Dúvidas relacionadas ao instituto jurídico da prescrição mais uma vez são trazidas à lume com o advento da Lei 9.610/98, que trata dos direitos de autor e conexos. É que com o veto presidencial ao art. 111 do referido diploma legal, a disciplina, aparentemente, resulta sem norma que disponha sobre a perda do direito de ação quanto às ações civis. Ou, se a possui, esta, devido à lacuna legal gerada pelo veto do Chefe de Estado, pode ser objeto de distintas interpretações doutrinárias com prazos prescricionais discordantes (cinco, dez ou até mesmo vinte anos, art. 179 do Código Civil Brasileiro), apoiando casos concretos com o posicionamento doutrinário que se queira adotar, segundo os interesses que se tenha. A conseqüência é a insegurança jurídica.
 

À sanção ao atual texto legal, com o veto do art. 111, tem prevalecido o entendimento de que há uma omissão quanto ao prazo da prescrição da ação civil por ofensa a direitos patrimoniais de autor. Entretanto, o prazo qüinqüenal proposto pelo CCB para prescrição de ações cíveis que decorram da violação de direitos de autor não foi revogado pelos dois ordenamentos que se seguiram quanto à matéria, conforme se verá adiante.

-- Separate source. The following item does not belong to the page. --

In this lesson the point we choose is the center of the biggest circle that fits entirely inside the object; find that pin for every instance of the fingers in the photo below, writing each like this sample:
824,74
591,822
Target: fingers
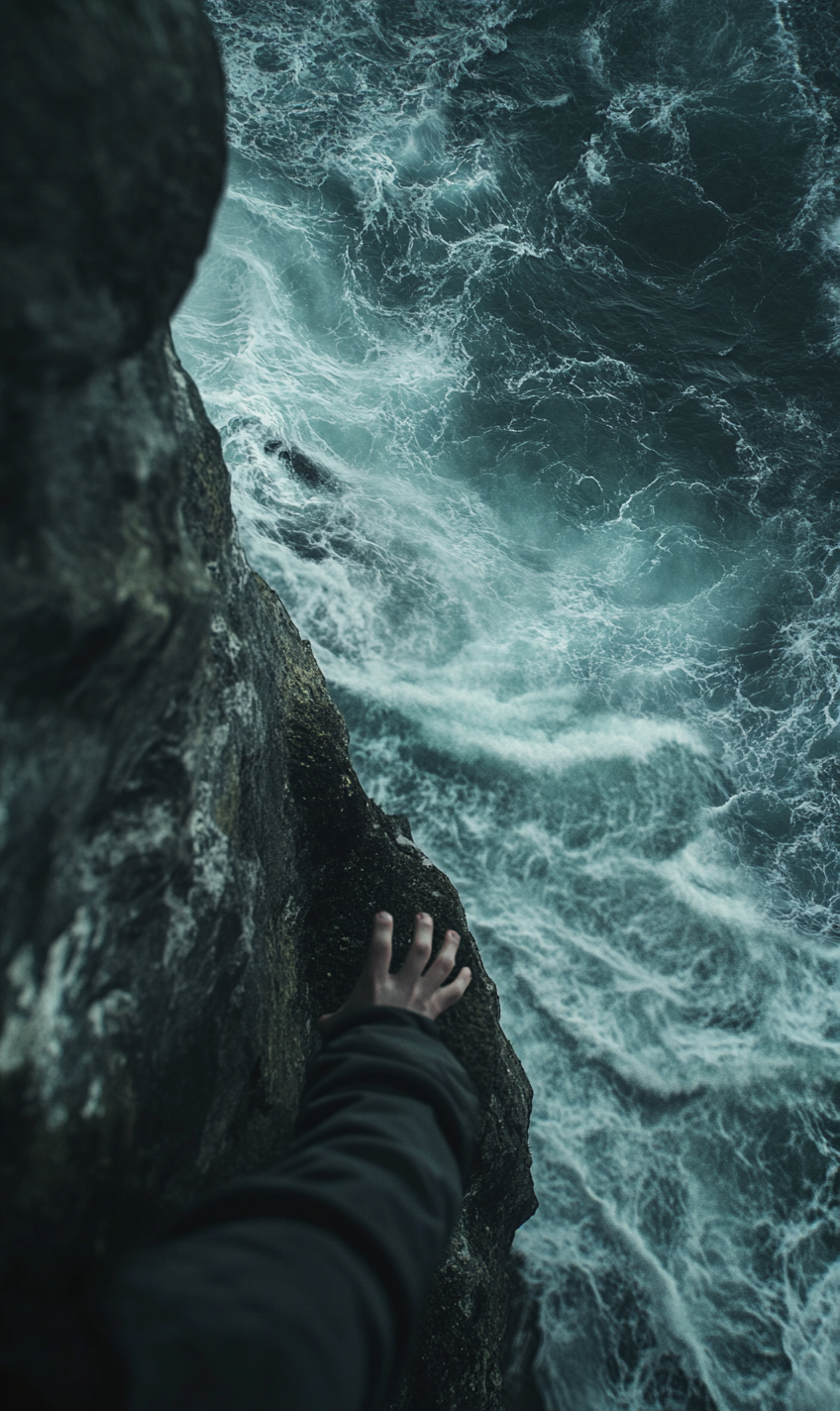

I - HISTÓRICO JURÍDICO SOBRE O DIREITO AUTORAL NO BRASIL

Segundo o magistério do saudoso professor Carlos Alberto Bittar, "devido à natureza sui generis que possui, o direito autoral teve sua evolução de forma a justificar a regência específica que recebe nos diversos ordenamentos jurídicos do mundo atual ". Ou seja, por possuir natureza patrimonial e moral não pode se cingir a matéria relativa aos autores à categoria dos direito reais nem tampouco à dos direitos pessoais, constituindo nova modalidade de direito privado.

Assim, o direito autoral recebeu um tratamento especial do Direito com disciplinação própria, sendo retirado dos princípios e regras gerais estipulados no CCB para cair nas particularidades que o distingue dos demais direitos. A Lei 5.988/73 materializou o apelo dos doutrinadores imprimindo nova orientação dogmática à matéria. Aperfeiçoando a estrutura normativa e inovando quanto a aspectos importantes, conseguiu aquele diploma legal atualizar a disciplina.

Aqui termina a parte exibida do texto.